いつも他の友達と話している時はそりゃ普通に笑ってるけど、俺に対してこうして笑ってくれているのは初めてのことなんだ。だからその顔が見たい。すごく見たい。
…まぁ何で笑われてるのかは全く分からないんだけど。
「ふっ、ふふ…。あー、笑った…」
「え、あ…っ」
加野くんが伏せていた顔を上げる。漸く見えたその表情に、胸がきゅっと締め付けられる気がした。初めてちゃんと見た、穏やかな表情。薄い口元はほんの少し弧を描き、切れ長の目は柔らかく細められその中に俺だけを映して揺らいでいる。
笑い過ぎたのか少しだけ涙で潤んでいるその光は、さっきよりずっときらきらしていて眩しかった。
俺の心臓が何か言っている気がする。いつもよりちょっとだけ鼓動が早くなって、俺はまた言葉が出なくなった。加野くんは言葉少ないのに、その眼差しだけでいつだって俺を自在に操ってくる。
不意に、あの時の感触を思い出した。耳元で感じた加野くんの息遣いや、密着した身体から伝わる彼の体温。それから、さっきくしゃりと撫でられた、あの優しい手の平の感触。
「ね、緒方」
「…あ、はいっ」
「お前、俺に何言われたかちゃんと覚えてんの」
「…『嫌い』って、言われました」
「うん、言ったね。それでもお前はそんな相手のこと、知りたいって思うの」
「だっ、て…分かんないんだもん…」
目の前の彼が本当は何を考えてるのか。本当の本当に、俺のことが嫌いなのか。俺は一体、どうすれば良いのか。
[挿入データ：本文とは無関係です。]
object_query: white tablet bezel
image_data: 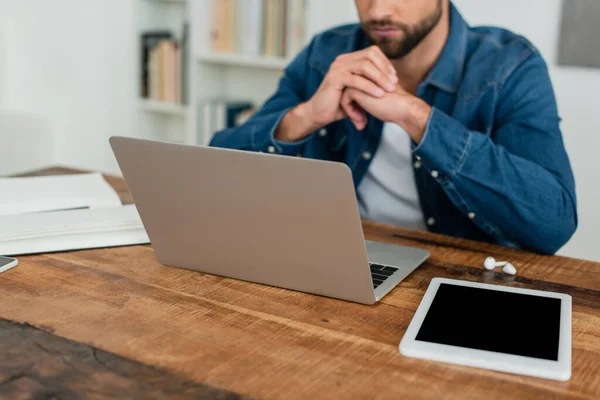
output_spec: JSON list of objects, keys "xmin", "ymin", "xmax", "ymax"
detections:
[{"xmin": 399, "ymin": 278, "xmax": 572, "ymax": 381}]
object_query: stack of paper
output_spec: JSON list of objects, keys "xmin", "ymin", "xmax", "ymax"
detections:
[
  {"xmin": 0, "ymin": 173, "xmax": 121, "ymax": 215},
  {"xmin": 0, "ymin": 174, "xmax": 149, "ymax": 256}
]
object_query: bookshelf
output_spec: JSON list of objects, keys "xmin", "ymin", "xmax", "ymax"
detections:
[
  {"xmin": 136, "ymin": 0, "xmax": 357, "ymax": 145},
  {"xmin": 196, "ymin": 53, "xmax": 292, "ymax": 71},
  {"xmin": 139, "ymin": 99, "xmax": 188, "ymax": 118}
]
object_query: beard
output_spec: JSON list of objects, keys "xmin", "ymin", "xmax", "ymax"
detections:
[{"xmin": 361, "ymin": 0, "xmax": 443, "ymax": 60}]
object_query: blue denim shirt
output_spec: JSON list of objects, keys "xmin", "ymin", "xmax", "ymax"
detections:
[{"xmin": 211, "ymin": 6, "xmax": 577, "ymax": 254}]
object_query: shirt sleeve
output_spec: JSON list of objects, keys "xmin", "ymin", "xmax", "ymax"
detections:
[{"xmin": 414, "ymin": 53, "xmax": 577, "ymax": 254}]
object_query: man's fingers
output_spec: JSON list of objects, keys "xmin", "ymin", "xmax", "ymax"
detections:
[
  {"xmin": 343, "ymin": 73, "xmax": 385, "ymax": 97},
  {"xmin": 340, "ymin": 89, "xmax": 367, "ymax": 131},
  {"xmin": 364, "ymin": 46, "xmax": 398, "ymax": 78},
  {"xmin": 349, "ymin": 60, "xmax": 398, "ymax": 92}
]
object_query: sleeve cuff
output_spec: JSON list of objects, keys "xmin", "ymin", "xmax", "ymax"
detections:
[
  {"xmin": 252, "ymin": 107, "xmax": 312, "ymax": 156},
  {"xmin": 413, "ymin": 108, "xmax": 472, "ymax": 176}
]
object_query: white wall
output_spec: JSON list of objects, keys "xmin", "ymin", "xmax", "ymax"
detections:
[
  {"xmin": 0, "ymin": 0, "xmax": 137, "ymax": 172},
  {"xmin": 454, "ymin": 0, "xmax": 600, "ymax": 261}
]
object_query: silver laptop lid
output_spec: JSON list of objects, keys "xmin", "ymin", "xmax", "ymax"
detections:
[{"xmin": 110, "ymin": 137, "xmax": 375, "ymax": 304}]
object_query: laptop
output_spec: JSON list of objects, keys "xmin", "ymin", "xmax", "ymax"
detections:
[{"xmin": 110, "ymin": 137, "xmax": 429, "ymax": 304}]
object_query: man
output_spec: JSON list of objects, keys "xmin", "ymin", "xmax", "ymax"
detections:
[{"xmin": 211, "ymin": 0, "xmax": 577, "ymax": 254}]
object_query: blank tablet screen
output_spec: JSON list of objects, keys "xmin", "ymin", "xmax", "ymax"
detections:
[{"xmin": 415, "ymin": 283, "xmax": 561, "ymax": 361}]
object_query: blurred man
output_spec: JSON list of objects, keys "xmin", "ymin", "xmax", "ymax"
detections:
[{"xmin": 211, "ymin": 0, "xmax": 577, "ymax": 254}]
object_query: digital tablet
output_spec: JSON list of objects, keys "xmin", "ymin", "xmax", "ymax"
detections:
[{"xmin": 400, "ymin": 278, "xmax": 571, "ymax": 381}]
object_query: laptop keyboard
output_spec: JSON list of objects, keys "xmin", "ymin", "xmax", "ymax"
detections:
[{"xmin": 370, "ymin": 264, "xmax": 398, "ymax": 289}]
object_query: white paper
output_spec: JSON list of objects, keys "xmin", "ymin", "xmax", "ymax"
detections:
[
  {"xmin": 0, "ymin": 173, "xmax": 121, "ymax": 216},
  {"xmin": 0, "ymin": 205, "xmax": 150, "ymax": 256}
]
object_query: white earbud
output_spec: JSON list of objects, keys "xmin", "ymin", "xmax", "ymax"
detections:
[
  {"xmin": 483, "ymin": 257, "xmax": 517, "ymax": 275},
  {"xmin": 502, "ymin": 263, "xmax": 517, "ymax": 275},
  {"xmin": 483, "ymin": 257, "xmax": 507, "ymax": 271}
]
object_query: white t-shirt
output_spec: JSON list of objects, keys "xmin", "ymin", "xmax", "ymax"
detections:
[{"xmin": 357, "ymin": 123, "xmax": 427, "ymax": 231}]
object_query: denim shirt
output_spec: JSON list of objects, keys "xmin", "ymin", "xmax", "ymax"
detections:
[{"xmin": 211, "ymin": 5, "xmax": 577, "ymax": 254}]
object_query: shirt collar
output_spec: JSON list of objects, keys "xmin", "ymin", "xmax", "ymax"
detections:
[{"xmin": 423, "ymin": 2, "xmax": 469, "ymax": 93}]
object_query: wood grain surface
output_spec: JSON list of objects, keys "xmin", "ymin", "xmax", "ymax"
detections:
[
  {"xmin": 0, "ymin": 170, "xmax": 600, "ymax": 399},
  {"xmin": 0, "ymin": 319, "xmax": 246, "ymax": 400}
]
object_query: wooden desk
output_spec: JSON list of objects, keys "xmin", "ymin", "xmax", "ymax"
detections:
[{"xmin": 0, "ymin": 170, "xmax": 600, "ymax": 399}]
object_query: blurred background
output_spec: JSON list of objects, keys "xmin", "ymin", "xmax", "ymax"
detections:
[{"xmin": 0, "ymin": 0, "xmax": 600, "ymax": 261}]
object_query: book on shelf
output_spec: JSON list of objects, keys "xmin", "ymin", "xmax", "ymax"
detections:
[
  {"xmin": 141, "ymin": 31, "xmax": 173, "ymax": 97},
  {"xmin": 237, "ymin": 0, "xmax": 264, "ymax": 56},
  {"xmin": 197, "ymin": 98, "xmax": 256, "ymax": 145},
  {"xmin": 190, "ymin": 0, "xmax": 307, "ymax": 58},
  {"xmin": 211, "ymin": 0, "xmax": 237, "ymax": 53},
  {"xmin": 141, "ymin": 24, "xmax": 189, "ymax": 104}
]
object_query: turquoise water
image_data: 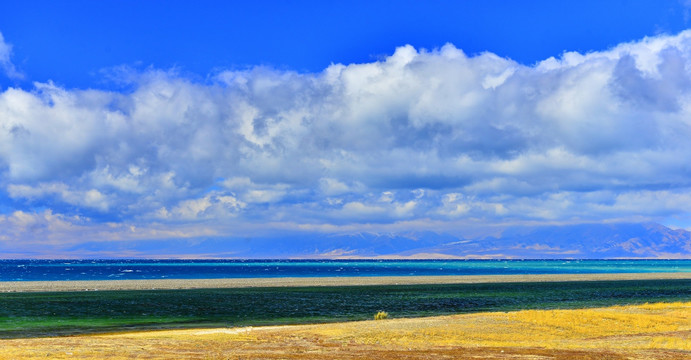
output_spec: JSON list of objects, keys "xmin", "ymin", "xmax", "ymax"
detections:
[{"xmin": 0, "ymin": 259, "xmax": 691, "ymax": 281}]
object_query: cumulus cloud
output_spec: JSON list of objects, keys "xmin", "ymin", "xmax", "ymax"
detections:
[
  {"xmin": 0, "ymin": 33, "xmax": 24, "ymax": 79},
  {"xmin": 0, "ymin": 31, "xmax": 691, "ymax": 245}
]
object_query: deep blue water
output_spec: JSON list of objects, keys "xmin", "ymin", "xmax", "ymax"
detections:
[{"xmin": 0, "ymin": 260, "xmax": 691, "ymax": 281}]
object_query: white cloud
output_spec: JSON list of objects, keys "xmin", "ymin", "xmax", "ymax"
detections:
[{"xmin": 0, "ymin": 31, "xmax": 691, "ymax": 242}]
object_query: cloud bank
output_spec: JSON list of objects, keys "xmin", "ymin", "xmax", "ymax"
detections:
[{"xmin": 0, "ymin": 31, "xmax": 691, "ymax": 249}]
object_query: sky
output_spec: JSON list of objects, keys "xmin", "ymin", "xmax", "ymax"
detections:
[{"xmin": 0, "ymin": 0, "xmax": 691, "ymax": 257}]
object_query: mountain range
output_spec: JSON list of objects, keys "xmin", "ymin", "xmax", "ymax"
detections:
[{"xmin": 68, "ymin": 223, "xmax": 691, "ymax": 259}]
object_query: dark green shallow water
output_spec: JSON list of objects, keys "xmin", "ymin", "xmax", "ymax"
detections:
[{"xmin": 0, "ymin": 280, "xmax": 691, "ymax": 338}]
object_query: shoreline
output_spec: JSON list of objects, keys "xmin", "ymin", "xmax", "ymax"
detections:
[{"xmin": 0, "ymin": 272, "xmax": 691, "ymax": 293}]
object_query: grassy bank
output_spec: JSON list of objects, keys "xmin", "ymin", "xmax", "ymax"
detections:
[{"xmin": 0, "ymin": 280, "xmax": 691, "ymax": 338}]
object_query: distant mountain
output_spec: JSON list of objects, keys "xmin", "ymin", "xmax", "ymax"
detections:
[
  {"xmin": 414, "ymin": 224, "xmax": 691, "ymax": 259},
  {"xmin": 66, "ymin": 224, "xmax": 691, "ymax": 259}
]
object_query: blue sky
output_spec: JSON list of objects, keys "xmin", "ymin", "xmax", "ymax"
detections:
[{"xmin": 0, "ymin": 1, "xmax": 691, "ymax": 257}]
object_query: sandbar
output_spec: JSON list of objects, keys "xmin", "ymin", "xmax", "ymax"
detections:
[{"xmin": 0, "ymin": 272, "xmax": 691, "ymax": 293}]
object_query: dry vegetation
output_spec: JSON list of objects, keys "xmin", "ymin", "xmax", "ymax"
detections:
[{"xmin": 0, "ymin": 302, "xmax": 691, "ymax": 359}]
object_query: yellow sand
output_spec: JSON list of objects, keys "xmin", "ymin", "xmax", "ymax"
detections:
[{"xmin": 0, "ymin": 302, "xmax": 691, "ymax": 360}]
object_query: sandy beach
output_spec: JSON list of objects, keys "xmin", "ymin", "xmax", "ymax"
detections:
[{"xmin": 0, "ymin": 272, "xmax": 691, "ymax": 292}]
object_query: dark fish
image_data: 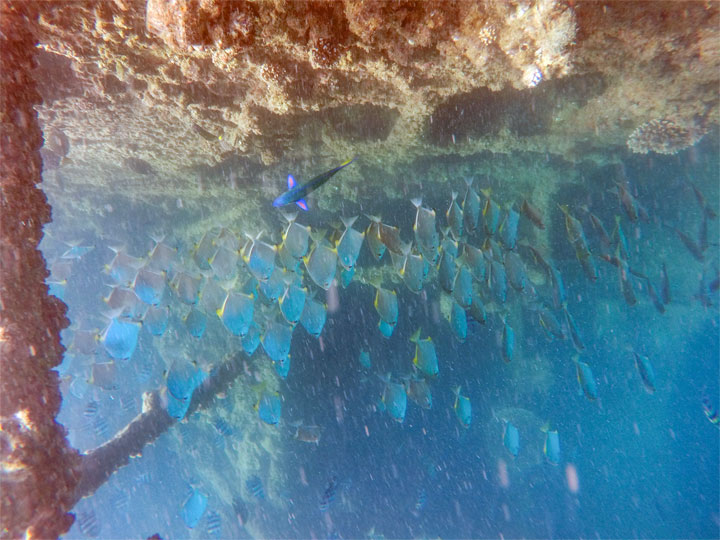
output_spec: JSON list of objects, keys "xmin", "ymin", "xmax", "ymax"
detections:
[
  {"xmin": 273, "ymin": 158, "xmax": 355, "ymax": 210},
  {"xmin": 78, "ymin": 509, "xmax": 100, "ymax": 538},
  {"xmin": 320, "ymin": 476, "xmax": 338, "ymax": 512},
  {"xmin": 245, "ymin": 475, "xmax": 265, "ymax": 500},
  {"xmin": 520, "ymin": 199, "xmax": 545, "ymax": 230}
]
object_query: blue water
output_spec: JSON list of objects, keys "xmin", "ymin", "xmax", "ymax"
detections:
[{"xmin": 43, "ymin": 137, "xmax": 720, "ymax": 539}]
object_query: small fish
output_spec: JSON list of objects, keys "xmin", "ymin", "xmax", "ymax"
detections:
[
  {"xmin": 253, "ymin": 384, "xmax": 282, "ymax": 426},
  {"xmin": 405, "ymin": 377, "xmax": 432, "ymax": 409},
  {"xmin": 335, "ymin": 216, "xmax": 365, "ymax": 270},
  {"xmin": 273, "ymin": 158, "xmax": 355, "ymax": 210},
  {"xmin": 242, "ymin": 232, "xmax": 277, "ymax": 281},
  {"xmin": 245, "ymin": 475, "xmax": 265, "ymax": 500},
  {"xmin": 303, "ymin": 238, "xmax": 338, "ymax": 291},
  {"xmin": 633, "ymin": 351, "xmax": 655, "ymax": 394},
  {"xmin": 703, "ymin": 396, "xmax": 720, "ymax": 428},
  {"xmin": 462, "ymin": 178, "xmax": 480, "ymax": 233},
  {"xmin": 300, "ymin": 298, "xmax": 327, "ymax": 338},
  {"xmin": 450, "ymin": 299, "xmax": 467, "ymax": 343},
  {"xmin": 294, "ymin": 424, "xmax": 323, "ymax": 444},
  {"xmin": 279, "ymin": 285, "xmax": 307, "ymax": 326},
  {"xmin": 100, "ymin": 317, "xmax": 140, "ymax": 360},
  {"xmin": 358, "ymin": 350, "xmax": 372, "ymax": 369},
  {"xmin": 503, "ymin": 422, "xmax": 520, "ymax": 457},
  {"xmin": 183, "ymin": 307, "xmax": 207, "ymax": 339},
  {"xmin": 382, "ymin": 375, "xmax": 407, "ymax": 424},
  {"xmin": 445, "ymin": 191, "xmax": 463, "ymax": 240},
  {"xmin": 480, "ymin": 189, "xmax": 500, "ymax": 236},
  {"xmin": 453, "ymin": 265, "xmax": 473, "ymax": 309},
  {"xmin": 181, "ymin": 489, "xmax": 207, "ymax": 529},
  {"xmin": 540, "ymin": 425, "xmax": 560, "ymax": 465},
  {"xmin": 170, "ymin": 272, "xmax": 202, "ymax": 305},
  {"xmin": 453, "ymin": 386, "xmax": 472, "ymax": 429},
  {"xmin": 260, "ymin": 321, "xmax": 292, "ymax": 362},
  {"xmin": 499, "ymin": 206, "xmax": 520, "ymax": 249},
  {"xmin": 573, "ymin": 356, "xmax": 597, "ymax": 401},
  {"xmin": 410, "ymin": 328, "xmax": 439, "ymax": 377},
  {"xmin": 502, "ymin": 321, "xmax": 515, "ymax": 363},
  {"xmin": 520, "ymin": 199, "xmax": 545, "ymax": 230},
  {"xmin": 320, "ymin": 476, "xmax": 338, "ymax": 512}
]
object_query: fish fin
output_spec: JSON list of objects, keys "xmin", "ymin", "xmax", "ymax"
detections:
[
  {"xmin": 410, "ymin": 327, "xmax": 422, "ymax": 343},
  {"xmin": 340, "ymin": 216, "xmax": 358, "ymax": 229}
]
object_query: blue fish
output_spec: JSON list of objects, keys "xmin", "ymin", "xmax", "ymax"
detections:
[
  {"xmin": 245, "ymin": 474, "xmax": 265, "ymax": 500},
  {"xmin": 182, "ymin": 489, "xmax": 207, "ymax": 529},
  {"xmin": 273, "ymin": 158, "xmax": 355, "ymax": 211},
  {"xmin": 100, "ymin": 317, "xmax": 140, "ymax": 359}
]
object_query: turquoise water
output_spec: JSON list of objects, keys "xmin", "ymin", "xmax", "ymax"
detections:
[{"xmin": 42, "ymin": 136, "xmax": 720, "ymax": 538}]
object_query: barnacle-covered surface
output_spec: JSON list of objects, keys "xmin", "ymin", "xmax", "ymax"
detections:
[{"xmin": 39, "ymin": 0, "xmax": 720, "ymax": 188}]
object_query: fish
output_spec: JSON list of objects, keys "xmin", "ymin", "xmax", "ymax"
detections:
[
  {"xmin": 573, "ymin": 356, "xmax": 597, "ymax": 401},
  {"xmin": 260, "ymin": 321, "xmax": 292, "ymax": 362},
  {"xmin": 170, "ymin": 271, "xmax": 202, "ymax": 305},
  {"xmin": 373, "ymin": 285, "xmax": 398, "ymax": 327},
  {"xmin": 453, "ymin": 265, "xmax": 473, "ymax": 309},
  {"xmin": 438, "ymin": 249, "xmax": 457, "ymax": 294},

俺の考えは彼にとっては迷惑かもしれない。傲慢かもしれない。だけど、何も知らなきゃ何も出来ないじゃないか。
嫌いな相手なら遠ざけておけば良いものを、彼はわざわざ俺に伝えてきたんだ。それに、謝ってもきたんだ。その矛盾した行動がどうにも腑に落ちなくて、心の真ん中で堂々とひっかかっている。俺はそれが邪魔で取り除きたくて、もやもやする霧を晴らしたくて加野くんを追いかけた。
だからこれはエゴだ。誰の為でもない、自分自身の為の行動なんだ。
「そっか。じゃあもう一回言うけど」
ふうっと短い溜め息が一つ降って来る。そうして彼が長い足で一歩俺に近づくと、つい先日嗅いだあの匂いがまた鼻腔を掠めた。そのまま再び抱き締められるんじゃないかってくらいの距離まで近付いてきて俺に目線を合わせた彼は、柔らかに微笑んだままでもう一度俺の丸い頭に手を伸ばす。
そうしてくしゃりと満足そうに俺の髪を乱すと、あの日と同じ穏やかな声音で囁いた。
「俺はお前のこときらいだよ。それでもいいの?緒方」
「………うん」
ほら。ほらね、そういうところだよ。
言葉では「嫌い」なんて言ってくる癖に、そんな顔で、そんな優しい声音で言われたら本心が分からなくなるんだよ。
俺もどうしたら良いのか、どうしたいのかまた分からなくなっちゃうんだよ。
「…本当、そういうところだよな」
「えっ、…え?!」
はあっと呆れたような溜め息と共に加野くんが発した言葉の真意は分からなかったけれど、その一言はまるで俺の心を映し取ったようだった。